Christopher Columbus: The Discovery (1992) Selleck plays King Ferdinand in a big budget but lame telling of Columbus’ journey to the New World. Selleck is okay in what he was given. Director John Glen-helmed several Bond films. He needed Q to come up with something to save this bomb.
Folks! (1992) A man takes in his aging parents. Hilarity was expected. Directed by Ted Kotcheff, a fine director, but this film made back only a fraction of its budget. Marginally funny, mostly limp.
Open Season (1995) Selleck has a small part in a film written and directed by Robert Wuhl. Neither the film or the part are much to remember.

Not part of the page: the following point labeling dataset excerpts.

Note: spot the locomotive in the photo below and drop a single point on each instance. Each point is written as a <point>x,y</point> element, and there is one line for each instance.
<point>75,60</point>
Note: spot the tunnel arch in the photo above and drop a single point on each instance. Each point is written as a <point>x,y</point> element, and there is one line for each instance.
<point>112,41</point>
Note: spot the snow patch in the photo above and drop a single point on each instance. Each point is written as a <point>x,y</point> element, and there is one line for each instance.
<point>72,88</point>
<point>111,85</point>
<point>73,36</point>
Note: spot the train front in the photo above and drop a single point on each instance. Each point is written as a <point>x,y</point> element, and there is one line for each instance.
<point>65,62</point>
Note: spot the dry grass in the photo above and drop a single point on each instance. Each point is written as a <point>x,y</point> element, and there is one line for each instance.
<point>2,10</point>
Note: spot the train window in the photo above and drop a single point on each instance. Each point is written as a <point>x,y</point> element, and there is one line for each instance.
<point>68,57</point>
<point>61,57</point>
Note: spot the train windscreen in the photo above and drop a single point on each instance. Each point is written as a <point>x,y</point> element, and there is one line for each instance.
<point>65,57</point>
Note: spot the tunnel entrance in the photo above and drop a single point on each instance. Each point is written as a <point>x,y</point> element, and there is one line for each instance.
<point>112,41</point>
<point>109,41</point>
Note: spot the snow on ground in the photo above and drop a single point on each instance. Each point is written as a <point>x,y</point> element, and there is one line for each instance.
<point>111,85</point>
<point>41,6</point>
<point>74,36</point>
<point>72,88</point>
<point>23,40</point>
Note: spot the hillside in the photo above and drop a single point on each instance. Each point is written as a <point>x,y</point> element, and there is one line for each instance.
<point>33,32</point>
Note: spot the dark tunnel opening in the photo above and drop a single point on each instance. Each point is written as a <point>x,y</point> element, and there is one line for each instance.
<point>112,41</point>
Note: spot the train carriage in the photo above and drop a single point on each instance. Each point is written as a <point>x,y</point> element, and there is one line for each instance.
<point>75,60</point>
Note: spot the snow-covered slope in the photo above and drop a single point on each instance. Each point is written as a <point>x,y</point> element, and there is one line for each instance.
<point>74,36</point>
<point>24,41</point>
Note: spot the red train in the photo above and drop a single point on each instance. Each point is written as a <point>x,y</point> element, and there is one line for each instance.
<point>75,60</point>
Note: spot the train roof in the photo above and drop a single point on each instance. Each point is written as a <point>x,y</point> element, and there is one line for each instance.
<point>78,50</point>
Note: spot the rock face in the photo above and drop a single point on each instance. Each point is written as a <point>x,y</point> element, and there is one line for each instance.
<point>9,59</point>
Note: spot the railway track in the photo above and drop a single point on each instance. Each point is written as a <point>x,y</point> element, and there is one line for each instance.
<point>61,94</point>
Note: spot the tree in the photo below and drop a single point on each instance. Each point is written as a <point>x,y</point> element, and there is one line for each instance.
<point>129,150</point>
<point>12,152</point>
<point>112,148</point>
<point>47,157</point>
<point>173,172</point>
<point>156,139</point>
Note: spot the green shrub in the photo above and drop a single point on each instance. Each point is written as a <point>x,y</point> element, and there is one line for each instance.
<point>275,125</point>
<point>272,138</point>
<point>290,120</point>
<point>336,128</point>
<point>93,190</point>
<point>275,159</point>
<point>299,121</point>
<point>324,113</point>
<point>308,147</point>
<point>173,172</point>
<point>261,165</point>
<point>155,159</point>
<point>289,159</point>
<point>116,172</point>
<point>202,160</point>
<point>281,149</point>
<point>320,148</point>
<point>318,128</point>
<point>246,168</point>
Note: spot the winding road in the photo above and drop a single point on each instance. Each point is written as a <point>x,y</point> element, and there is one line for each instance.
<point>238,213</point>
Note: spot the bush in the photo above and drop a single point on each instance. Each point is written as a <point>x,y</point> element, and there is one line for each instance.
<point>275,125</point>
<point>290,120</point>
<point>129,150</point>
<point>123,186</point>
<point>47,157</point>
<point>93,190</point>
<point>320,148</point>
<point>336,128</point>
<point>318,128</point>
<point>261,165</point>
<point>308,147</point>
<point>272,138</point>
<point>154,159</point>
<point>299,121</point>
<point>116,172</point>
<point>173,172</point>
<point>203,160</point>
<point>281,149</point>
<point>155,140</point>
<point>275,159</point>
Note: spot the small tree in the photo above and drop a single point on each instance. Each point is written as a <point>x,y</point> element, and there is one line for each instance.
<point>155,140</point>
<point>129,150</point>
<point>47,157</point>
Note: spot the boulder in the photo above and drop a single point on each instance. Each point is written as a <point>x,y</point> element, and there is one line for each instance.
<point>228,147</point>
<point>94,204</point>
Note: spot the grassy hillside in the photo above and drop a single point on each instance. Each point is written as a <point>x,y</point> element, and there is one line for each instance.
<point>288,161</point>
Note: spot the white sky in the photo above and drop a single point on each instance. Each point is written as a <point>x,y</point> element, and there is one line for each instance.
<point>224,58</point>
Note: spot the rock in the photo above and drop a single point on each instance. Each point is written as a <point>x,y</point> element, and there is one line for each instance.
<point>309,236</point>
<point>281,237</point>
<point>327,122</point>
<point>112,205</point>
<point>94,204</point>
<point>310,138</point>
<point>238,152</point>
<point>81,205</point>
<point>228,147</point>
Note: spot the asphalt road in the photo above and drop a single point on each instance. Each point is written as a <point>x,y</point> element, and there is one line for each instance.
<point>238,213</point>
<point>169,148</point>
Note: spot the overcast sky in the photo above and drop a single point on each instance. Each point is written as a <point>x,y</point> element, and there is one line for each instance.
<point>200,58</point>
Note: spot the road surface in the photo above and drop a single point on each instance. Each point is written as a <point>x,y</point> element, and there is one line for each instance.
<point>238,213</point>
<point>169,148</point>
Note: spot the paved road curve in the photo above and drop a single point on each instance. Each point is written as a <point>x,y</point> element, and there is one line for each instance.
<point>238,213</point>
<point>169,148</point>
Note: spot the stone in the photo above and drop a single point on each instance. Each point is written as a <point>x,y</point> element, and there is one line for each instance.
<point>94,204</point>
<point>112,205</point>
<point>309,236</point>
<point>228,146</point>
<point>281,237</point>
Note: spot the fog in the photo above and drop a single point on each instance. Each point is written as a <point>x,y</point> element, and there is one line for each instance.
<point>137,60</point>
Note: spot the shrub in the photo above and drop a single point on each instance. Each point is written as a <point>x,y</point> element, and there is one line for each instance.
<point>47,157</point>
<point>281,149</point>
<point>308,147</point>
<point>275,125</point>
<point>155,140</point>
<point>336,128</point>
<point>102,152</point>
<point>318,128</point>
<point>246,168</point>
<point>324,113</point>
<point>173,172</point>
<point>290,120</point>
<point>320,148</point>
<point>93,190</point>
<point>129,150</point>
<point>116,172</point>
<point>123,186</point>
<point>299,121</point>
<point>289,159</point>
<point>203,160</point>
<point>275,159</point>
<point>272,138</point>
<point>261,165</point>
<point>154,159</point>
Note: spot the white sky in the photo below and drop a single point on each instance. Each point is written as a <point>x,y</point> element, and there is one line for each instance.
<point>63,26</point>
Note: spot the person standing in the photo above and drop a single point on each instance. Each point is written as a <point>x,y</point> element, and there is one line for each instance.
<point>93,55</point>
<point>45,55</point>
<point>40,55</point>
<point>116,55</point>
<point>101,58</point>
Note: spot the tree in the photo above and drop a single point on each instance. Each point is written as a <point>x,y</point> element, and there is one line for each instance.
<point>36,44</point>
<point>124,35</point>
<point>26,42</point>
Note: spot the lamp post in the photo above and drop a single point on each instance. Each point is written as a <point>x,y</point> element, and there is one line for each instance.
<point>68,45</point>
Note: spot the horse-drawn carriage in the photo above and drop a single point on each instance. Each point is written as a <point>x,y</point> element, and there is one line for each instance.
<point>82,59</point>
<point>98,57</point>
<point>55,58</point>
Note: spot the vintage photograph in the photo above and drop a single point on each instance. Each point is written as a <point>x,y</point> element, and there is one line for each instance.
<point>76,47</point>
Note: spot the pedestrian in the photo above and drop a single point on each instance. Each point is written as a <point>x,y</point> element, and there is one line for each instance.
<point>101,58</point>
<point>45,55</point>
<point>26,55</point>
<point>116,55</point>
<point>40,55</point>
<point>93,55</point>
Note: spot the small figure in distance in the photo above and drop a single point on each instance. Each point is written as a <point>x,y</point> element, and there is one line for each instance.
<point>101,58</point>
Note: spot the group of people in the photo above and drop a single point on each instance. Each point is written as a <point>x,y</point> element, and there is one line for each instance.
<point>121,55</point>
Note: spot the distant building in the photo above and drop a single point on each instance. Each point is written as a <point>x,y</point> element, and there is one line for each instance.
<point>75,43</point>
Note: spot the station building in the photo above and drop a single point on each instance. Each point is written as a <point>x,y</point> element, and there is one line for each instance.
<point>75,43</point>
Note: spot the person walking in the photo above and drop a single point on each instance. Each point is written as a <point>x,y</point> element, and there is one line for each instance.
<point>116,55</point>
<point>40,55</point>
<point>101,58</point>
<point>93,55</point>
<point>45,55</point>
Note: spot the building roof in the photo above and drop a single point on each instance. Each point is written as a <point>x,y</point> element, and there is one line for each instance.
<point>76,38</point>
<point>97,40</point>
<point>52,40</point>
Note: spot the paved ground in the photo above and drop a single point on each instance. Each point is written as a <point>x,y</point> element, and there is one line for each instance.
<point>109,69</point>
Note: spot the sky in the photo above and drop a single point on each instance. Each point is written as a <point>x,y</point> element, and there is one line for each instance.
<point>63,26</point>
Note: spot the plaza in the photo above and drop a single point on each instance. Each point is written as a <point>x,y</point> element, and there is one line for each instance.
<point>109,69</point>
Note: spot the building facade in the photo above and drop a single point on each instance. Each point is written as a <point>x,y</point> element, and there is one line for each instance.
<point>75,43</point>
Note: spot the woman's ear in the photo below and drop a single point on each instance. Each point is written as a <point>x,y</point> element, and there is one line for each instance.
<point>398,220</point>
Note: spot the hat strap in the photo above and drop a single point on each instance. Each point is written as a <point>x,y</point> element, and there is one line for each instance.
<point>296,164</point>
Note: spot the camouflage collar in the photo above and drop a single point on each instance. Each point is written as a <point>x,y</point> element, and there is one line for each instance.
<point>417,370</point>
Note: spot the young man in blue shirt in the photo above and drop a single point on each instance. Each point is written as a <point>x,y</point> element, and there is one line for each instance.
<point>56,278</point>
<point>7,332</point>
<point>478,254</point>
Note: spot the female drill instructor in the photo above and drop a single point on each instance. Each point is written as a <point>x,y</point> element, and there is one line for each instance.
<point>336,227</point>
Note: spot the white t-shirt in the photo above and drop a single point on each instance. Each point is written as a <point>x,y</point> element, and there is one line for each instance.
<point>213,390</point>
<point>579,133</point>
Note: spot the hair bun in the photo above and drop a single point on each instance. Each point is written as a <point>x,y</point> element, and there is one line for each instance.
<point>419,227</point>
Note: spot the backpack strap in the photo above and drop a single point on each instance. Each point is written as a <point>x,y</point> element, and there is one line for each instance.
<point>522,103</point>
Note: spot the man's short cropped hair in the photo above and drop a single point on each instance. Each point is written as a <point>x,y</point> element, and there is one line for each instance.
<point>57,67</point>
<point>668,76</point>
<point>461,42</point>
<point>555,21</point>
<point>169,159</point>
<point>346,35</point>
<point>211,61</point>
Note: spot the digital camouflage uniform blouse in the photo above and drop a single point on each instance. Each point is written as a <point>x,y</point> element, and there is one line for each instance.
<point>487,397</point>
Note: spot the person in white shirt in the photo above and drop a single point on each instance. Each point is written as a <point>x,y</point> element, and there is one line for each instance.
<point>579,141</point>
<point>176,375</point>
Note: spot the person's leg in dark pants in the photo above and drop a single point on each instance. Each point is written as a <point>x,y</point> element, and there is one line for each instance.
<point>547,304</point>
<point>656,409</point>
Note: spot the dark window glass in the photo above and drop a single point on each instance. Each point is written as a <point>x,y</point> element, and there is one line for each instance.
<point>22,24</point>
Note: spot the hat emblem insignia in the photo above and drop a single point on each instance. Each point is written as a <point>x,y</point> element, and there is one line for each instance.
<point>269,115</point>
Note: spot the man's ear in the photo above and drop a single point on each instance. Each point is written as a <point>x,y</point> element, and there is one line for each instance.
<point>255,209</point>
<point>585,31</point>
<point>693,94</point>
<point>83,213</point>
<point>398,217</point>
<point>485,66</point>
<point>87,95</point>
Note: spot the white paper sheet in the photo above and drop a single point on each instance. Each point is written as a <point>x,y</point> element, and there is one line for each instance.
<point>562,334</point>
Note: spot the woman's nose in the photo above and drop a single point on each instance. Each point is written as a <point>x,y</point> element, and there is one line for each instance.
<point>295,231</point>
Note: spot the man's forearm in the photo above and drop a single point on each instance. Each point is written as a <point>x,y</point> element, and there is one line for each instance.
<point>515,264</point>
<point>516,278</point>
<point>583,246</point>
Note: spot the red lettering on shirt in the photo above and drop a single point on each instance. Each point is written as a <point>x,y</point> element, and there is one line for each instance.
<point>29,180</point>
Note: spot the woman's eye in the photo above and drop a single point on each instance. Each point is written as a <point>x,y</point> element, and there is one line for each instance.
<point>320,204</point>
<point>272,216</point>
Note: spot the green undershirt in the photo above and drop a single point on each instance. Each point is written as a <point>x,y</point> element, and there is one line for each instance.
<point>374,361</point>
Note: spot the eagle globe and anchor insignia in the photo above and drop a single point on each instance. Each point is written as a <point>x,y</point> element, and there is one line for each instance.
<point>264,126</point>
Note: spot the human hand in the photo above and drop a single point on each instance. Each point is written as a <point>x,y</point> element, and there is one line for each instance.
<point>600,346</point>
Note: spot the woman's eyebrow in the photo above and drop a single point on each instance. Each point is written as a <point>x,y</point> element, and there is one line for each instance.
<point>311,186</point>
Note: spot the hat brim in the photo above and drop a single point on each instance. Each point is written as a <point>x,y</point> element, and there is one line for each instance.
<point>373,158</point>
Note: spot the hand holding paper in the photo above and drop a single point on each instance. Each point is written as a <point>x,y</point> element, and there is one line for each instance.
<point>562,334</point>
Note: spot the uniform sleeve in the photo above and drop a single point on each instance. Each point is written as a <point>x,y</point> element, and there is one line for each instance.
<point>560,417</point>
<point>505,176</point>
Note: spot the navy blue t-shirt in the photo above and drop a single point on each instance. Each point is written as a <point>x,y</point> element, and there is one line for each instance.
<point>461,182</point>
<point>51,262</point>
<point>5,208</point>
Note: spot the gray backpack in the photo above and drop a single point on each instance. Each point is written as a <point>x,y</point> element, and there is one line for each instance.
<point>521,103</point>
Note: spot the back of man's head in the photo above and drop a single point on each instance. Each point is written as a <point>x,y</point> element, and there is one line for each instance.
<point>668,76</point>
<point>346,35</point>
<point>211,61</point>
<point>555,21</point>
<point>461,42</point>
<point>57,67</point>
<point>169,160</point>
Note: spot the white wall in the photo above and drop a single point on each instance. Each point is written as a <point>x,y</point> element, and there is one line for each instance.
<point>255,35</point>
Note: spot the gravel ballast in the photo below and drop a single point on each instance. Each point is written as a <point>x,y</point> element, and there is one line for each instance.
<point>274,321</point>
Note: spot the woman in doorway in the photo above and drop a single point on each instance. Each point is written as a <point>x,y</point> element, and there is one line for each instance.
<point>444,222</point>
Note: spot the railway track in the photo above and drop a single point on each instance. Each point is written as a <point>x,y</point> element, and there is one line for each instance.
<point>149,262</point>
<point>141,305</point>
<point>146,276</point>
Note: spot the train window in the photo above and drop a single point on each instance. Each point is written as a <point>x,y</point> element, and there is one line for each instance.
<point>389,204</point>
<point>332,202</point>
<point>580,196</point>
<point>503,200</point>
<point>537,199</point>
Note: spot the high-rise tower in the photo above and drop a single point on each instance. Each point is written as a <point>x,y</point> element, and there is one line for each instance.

In & Out (1997) Selleck has a small but vital role in this comedy. He plays an entertainment reporter who smells a deeper story and shares a screen kiss with Kevin Kline.
The Love Letter (1999) An ensemble film where Selleck plays the Fire Chief in a small New England town, who has always been in love with the owner of a book store. She never takes him seriously until after many years learns that he wanted to marry her. A very earnest role for Selleck, the man who constantly fails at love. A great cast and enjoyable film.
Arguably, Tom Selleck has had his greatest success on television: two long running series and many well-received television films. His feature film career wasn’t explosive, but it had some high points. Selleck obviously had leading-man handsomeness but was he more of a character actor disguised as a leading man? He may often be “the face” but he works quite well in an ensemble.